Supply Chains Tighten Even as Demand Softens
In May, global manufacturing activity contracted for the second consecutive month and at a slightly faster pace, falling from 49.8 to 49.6. For the first time in five months, output fell back into negative territory as a result of declining new orders and export business. Supply chains are stretched despite reduced purchase volumes, with vendor lead times lengthening and delivery times increasing to the greatest extent in six months. Nevertheless, the outlook strengthened, with business optimism rising from April’s two-and-a-half-year low.
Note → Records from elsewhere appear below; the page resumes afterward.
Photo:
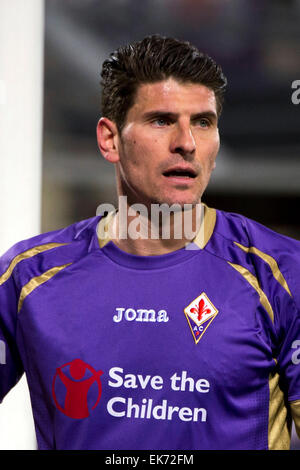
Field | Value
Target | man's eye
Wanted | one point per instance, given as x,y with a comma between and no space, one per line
204,122
160,122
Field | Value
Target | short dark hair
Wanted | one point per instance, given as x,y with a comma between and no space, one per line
153,59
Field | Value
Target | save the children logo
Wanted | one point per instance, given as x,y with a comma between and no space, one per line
199,314
71,385
73,395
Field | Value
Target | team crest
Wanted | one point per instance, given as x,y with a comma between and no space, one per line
199,314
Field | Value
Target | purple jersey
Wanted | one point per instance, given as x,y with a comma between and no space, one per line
195,349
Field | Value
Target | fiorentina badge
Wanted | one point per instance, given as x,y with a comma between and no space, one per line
199,314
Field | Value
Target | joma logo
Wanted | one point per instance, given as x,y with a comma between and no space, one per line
141,314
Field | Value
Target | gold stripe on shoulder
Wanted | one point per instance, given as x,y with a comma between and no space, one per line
252,280
207,226
37,281
27,254
295,409
279,427
271,262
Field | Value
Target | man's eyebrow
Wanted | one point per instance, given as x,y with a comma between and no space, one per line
167,114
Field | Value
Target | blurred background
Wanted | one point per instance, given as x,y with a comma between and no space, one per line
257,42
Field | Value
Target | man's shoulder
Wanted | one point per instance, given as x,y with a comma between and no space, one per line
77,234
241,229
261,246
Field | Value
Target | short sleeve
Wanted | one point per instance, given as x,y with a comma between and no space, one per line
11,368
289,357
India, Greece and Colombia had the highest PMI readings in May, while the Eurozone’s pace of contraction continued to improve for the third consecutive month. On the other hand, China, Japan and the U.K. were some of the larger nations to register declines in activity, and those contractions more than offset activity growth in the U.S. The overall downturn in manufacturing output reflected weakness in the intermediate and investment goods sectors. On the other hand, consumer goods production rose for the 22nd month in a row.
Additionally, manufacturing employment fell for the 10th consecutive month in May but at a slower pace than the prior month. Although staffing levels rose in the U.S., Japan and India, they sank notably in China, the Eurozone and the U.K. While remaining high, both input costs and selling price increases eased to the slowest pace in several months.